日露戦争の講和条約、ポーツマス条約締結は戦争賠償の有無を巡って難航した。日本は賠償金の支払いを要求したが、ロシア帝国は国内の政情不安のため講和に応じただけで、海軍は太平洋艦隊とバルチック艦隊が壊滅的大損害を被ったが、陸軍力はまだ粉砕されておらず強気であった。対して日本は、旅順攻囲戦、奉天会戦や日本海海戦で、持てる戦力を全て出し切り、巨額の戦時国債を発行しており、それ以上戦争を続けることは軍事上も経済上も不可能であった。そこで、日本の全権大使小村壽太郎は、ロシア皇帝ニコライ2世が出してきた「賠償金は支払わないが樺太南部の割譲は認める」とする譲歩案を呑むしかなかった。

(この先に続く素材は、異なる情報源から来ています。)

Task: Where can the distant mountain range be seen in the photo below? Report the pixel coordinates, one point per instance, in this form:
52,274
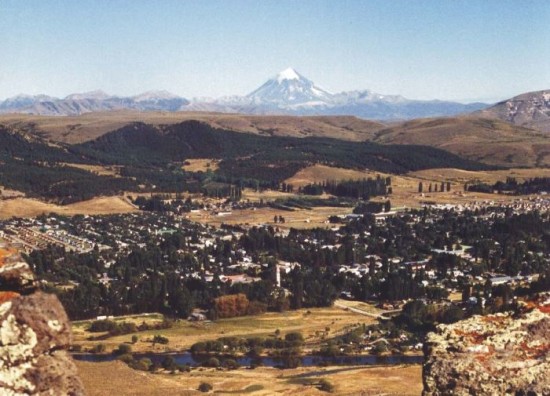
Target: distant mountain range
531,110
77,104
288,93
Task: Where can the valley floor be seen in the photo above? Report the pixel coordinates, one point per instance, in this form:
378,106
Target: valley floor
116,378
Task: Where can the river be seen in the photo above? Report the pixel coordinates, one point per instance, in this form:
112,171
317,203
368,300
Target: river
306,361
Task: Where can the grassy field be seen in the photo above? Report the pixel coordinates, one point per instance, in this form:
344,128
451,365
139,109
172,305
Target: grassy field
115,378
299,218
201,164
111,170
405,187
26,207
312,323
78,129
405,193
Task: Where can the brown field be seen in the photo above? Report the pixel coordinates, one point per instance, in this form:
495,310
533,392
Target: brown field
405,187
490,141
462,176
115,378
183,334
27,207
78,129
201,165
474,137
320,173
111,170
299,218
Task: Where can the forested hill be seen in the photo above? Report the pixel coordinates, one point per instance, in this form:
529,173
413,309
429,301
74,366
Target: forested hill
243,154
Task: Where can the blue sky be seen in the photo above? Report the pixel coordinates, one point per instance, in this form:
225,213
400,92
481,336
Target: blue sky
459,50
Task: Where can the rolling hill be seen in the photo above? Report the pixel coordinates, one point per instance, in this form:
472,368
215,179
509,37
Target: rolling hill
531,109
486,140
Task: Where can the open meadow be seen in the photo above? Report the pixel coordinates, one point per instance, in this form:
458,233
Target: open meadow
315,324
116,378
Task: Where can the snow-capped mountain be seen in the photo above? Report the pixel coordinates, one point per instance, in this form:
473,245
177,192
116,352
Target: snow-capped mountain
288,92
21,101
288,89
291,93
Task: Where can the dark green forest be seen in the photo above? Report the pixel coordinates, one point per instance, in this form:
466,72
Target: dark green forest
150,160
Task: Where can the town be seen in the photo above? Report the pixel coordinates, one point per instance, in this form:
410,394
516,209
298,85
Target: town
462,259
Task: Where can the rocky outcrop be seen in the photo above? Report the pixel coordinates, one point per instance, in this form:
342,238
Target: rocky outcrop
34,336
501,354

ポーツマス条約の「屈辱的な」内容を知った日本国民は怒り狂い、小村を売国奴と罵り、日比谷焼き討ち事件が発生するなど混乱が続いた。
4年以上の長期戦となった第一次世界大戦の結果、欧州連合国は多額の対アメリカ・イギリス向け戦争債務を抱え込み、ヴェルサイユ条約で、ドイツに対し1,320億マルクもの巨額の戦争賠償金支払いを義務付けた。さらにフランスはルール地方を占領し、賠償金の早期支払いを迫ってきた(ルール問題)。しかし、これは逆効果であった。ルール工業地帯を失ったドイツ経済は破綻し、ハイパーインフレーションに陥り、1ポンド=20マルクだった為替レートは、1ポンド=500億マルクまでマルク安が進み、賠償金は支払い不能に陥った。

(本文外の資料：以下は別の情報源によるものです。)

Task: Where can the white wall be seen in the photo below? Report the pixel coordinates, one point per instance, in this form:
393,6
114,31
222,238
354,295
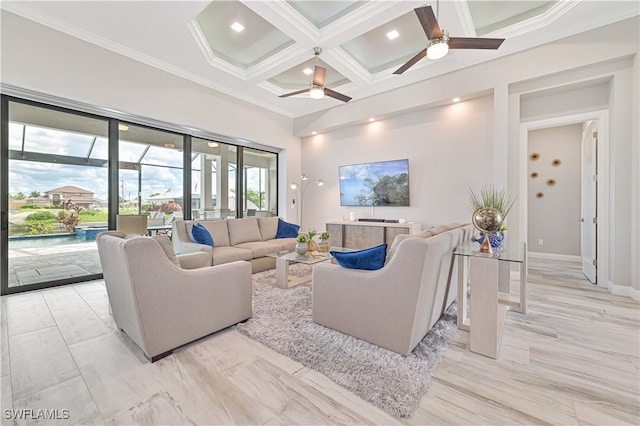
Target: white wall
554,217
38,58
449,150
571,66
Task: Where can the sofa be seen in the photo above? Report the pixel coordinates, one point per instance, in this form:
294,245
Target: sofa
393,307
159,303
247,239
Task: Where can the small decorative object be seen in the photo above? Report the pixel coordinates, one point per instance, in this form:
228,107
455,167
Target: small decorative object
490,208
323,245
487,220
311,242
302,244
495,240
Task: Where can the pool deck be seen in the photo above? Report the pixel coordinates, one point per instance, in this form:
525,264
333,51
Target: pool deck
34,265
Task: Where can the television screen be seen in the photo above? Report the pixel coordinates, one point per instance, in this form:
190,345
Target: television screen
385,183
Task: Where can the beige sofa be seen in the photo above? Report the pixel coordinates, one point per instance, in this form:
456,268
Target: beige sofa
247,239
159,304
393,307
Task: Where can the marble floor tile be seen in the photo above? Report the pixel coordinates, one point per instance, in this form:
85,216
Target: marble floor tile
39,359
70,402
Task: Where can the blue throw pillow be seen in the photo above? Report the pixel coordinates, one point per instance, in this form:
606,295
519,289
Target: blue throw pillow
201,235
369,259
287,230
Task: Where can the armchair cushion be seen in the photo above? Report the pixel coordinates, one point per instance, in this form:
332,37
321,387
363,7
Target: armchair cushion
370,259
167,247
287,230
201,235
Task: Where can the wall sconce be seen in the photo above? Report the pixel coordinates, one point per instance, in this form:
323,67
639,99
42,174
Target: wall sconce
302,186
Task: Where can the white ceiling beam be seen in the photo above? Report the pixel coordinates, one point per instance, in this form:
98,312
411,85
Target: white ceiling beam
344,63
466,20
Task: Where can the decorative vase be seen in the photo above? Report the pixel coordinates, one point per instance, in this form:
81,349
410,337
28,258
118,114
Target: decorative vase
495,239
323,245
301,248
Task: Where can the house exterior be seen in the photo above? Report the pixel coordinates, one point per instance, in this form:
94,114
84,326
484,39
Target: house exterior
76,195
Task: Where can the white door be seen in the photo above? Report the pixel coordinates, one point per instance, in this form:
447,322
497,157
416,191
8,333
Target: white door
589,197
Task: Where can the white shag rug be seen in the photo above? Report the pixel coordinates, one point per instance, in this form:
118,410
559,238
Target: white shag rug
395,383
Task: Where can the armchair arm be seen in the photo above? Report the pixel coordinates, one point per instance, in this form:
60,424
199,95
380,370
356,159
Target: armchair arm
194,260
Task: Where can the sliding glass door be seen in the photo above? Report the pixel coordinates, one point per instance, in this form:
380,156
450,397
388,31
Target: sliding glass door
57,195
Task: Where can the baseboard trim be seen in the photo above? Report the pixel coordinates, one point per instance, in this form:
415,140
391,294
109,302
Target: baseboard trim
554,256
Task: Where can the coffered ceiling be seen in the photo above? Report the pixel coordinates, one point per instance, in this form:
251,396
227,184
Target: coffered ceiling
258,50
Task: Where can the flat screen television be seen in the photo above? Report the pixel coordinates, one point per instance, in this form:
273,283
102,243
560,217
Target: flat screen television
385,183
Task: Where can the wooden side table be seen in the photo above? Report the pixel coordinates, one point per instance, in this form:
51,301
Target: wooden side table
490,296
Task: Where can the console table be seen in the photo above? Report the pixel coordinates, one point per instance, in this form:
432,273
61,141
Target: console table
361,235
490,295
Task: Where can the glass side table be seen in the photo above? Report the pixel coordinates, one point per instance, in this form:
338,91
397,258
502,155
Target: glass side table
490,295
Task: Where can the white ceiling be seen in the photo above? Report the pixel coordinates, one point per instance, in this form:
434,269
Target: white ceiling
193,39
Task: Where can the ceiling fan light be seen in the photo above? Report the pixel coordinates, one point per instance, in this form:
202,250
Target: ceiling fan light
437,49
316,92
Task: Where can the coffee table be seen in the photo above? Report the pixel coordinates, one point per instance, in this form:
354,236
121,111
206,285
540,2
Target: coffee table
286,258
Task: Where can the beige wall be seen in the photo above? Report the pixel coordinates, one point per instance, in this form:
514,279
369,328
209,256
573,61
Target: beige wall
554,217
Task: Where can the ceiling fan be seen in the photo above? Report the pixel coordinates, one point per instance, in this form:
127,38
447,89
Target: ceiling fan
440,42
317,89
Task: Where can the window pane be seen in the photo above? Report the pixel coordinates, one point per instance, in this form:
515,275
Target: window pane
57,196
214,191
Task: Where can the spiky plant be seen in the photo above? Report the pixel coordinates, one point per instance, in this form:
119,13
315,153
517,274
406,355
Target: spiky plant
490,196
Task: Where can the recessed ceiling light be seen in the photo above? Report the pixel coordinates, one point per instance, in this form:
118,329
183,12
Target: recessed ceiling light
237,27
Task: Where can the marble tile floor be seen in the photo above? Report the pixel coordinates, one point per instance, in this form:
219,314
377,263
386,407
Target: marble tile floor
573,359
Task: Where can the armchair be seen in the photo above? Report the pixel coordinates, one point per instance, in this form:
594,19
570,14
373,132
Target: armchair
396,306
162,306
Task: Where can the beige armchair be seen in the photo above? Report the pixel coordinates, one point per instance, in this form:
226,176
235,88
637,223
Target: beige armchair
393,307
159,304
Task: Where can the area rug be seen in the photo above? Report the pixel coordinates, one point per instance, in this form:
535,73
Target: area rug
395,383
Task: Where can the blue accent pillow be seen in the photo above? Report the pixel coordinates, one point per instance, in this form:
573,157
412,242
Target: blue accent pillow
370,259
287,230
201,235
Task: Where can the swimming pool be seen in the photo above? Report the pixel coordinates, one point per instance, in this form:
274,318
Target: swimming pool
43,241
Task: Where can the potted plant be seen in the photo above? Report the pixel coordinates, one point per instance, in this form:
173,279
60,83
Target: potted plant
323,245
302,244
500,200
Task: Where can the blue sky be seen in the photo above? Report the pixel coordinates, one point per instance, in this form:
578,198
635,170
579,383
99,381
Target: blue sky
27,176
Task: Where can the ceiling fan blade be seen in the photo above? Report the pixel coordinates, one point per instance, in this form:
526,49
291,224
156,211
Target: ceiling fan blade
336,95
411,62
286,95
318,76
474,43
429,22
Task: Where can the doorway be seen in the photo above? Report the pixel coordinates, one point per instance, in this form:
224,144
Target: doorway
590,215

1924年、新マルク(レンテンマルク・ライヒスマルク)の導入で通貨が安定すると共に、アメリカが賠償金の支払いを年20億マルクに抑えるドーズ・プランを提示し、欧州各国も了承した。さらに、1929年、賠償金の総額を370億マルクに軽減するヤング・プランが了承された。世界大恐慌の発生で再びドイツ経済が破綻したため、結局1932年のローザンヌ会議で賠償金支払いは廃止されたが、ドイツが被った痛手は大きく、ナチス台頭の原因となった。

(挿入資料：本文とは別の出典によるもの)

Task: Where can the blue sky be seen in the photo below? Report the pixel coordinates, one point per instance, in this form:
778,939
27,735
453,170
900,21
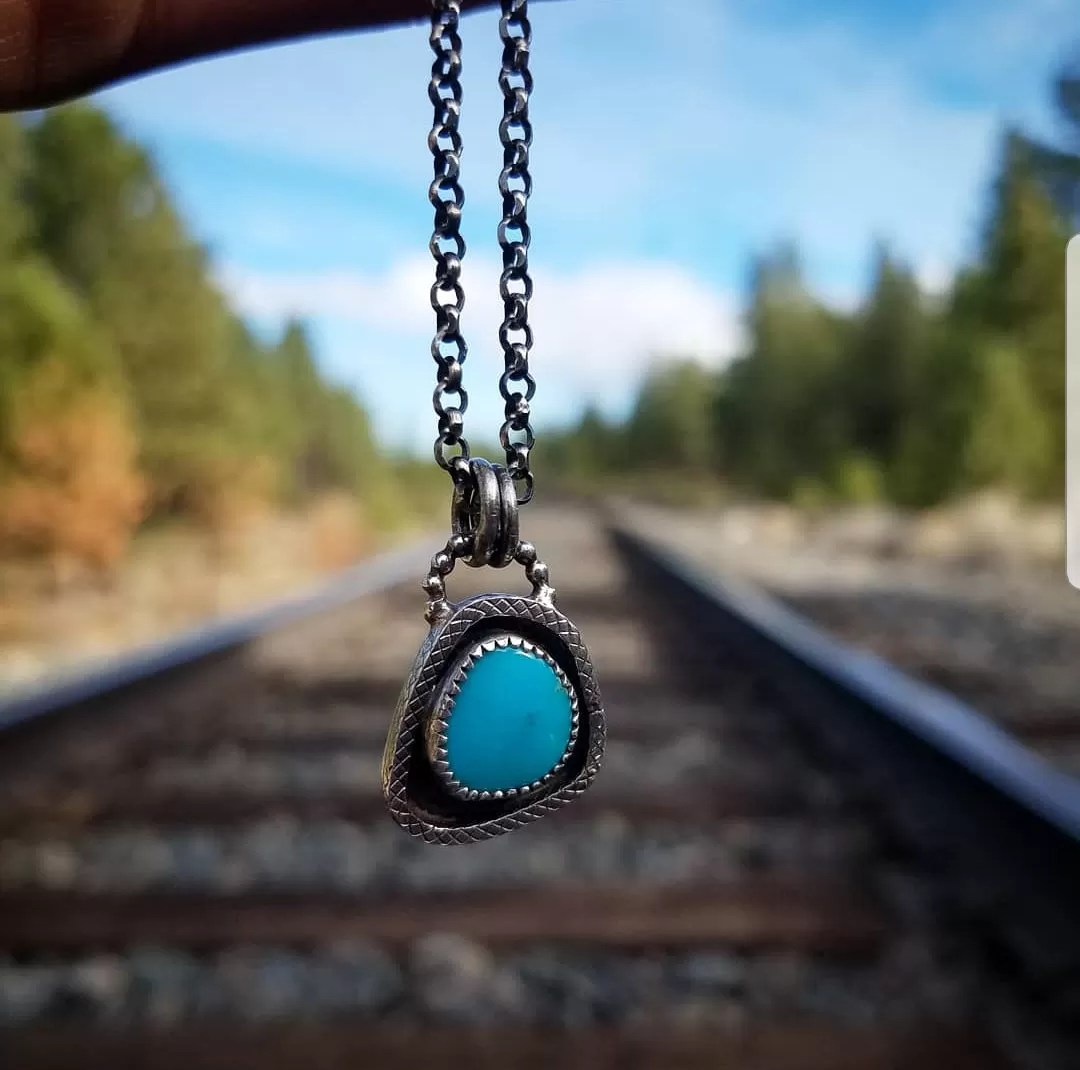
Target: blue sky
667,150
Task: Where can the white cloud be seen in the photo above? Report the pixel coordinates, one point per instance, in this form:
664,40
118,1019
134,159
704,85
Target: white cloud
608,320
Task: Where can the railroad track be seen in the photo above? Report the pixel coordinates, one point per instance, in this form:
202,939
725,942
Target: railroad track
196,869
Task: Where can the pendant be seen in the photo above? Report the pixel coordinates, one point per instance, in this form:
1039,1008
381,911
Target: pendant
500,720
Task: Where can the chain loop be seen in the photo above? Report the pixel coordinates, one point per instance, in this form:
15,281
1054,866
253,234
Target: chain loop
515,285
447,247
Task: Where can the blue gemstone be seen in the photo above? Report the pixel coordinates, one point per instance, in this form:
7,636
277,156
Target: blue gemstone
510,723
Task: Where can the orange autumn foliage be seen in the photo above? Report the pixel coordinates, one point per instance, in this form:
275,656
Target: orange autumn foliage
70,490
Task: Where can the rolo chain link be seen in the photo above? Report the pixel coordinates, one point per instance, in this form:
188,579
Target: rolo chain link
447,246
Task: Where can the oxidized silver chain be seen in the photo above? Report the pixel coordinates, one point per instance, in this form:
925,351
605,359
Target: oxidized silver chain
447,246
500,720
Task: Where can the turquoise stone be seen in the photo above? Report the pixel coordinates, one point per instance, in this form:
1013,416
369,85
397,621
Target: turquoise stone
510,723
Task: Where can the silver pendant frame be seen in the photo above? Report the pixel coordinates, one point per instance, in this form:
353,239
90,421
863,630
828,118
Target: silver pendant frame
419,799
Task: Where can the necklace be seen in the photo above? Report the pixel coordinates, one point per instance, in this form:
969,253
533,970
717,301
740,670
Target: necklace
500,720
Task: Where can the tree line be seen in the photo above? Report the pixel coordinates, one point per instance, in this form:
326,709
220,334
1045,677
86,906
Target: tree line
131,391
912,397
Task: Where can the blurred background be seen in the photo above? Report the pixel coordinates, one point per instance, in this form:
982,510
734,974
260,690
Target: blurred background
799,303
808,254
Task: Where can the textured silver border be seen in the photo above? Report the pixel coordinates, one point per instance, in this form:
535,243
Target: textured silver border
405,743
439,723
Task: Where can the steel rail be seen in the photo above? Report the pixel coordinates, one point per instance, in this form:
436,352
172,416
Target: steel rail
956,789
152,663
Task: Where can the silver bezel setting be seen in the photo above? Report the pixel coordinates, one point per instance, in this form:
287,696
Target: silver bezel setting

第二次世界大戦の結果、ドイツは、1945年に合意されたポツダム協定で、主にソビエト連邦へ賠償金200億ドルと生産設備や動産を支払うこととされた。その後1953年に賠償金の支払いは停止された。
日本は、アジア諸国との個別の合意により、各国に対して1兆300億円の賠償金を支払っている。具体的な一覧は外務省のページ[1]参照。当時の国家予算からみてその額面は膨大であり、ドイツの例に漏れず円は高騰した[要出典]。先の大戦からの推移は日本の戦争賠償と戦後補償を参照。
その他の旧枢軸国は、1947年に締結されたパリ条約で、連合国に対する以下の賠償金の支払いに合意した(いずれも1938年価格)。
イタリアは、ユーゴスラビア、ギリシャ、ソビエト連邦、エチオピア、アルバニアへ3億6,000万ドルを支払う。
フィンランドは、ソビエト連邦へ3億ドルを支払う(後に完済している)。
ハンガリーは、ソビエト連邦、チェコスロバキア、ユーゴスラビアへ3億ドルを支払う。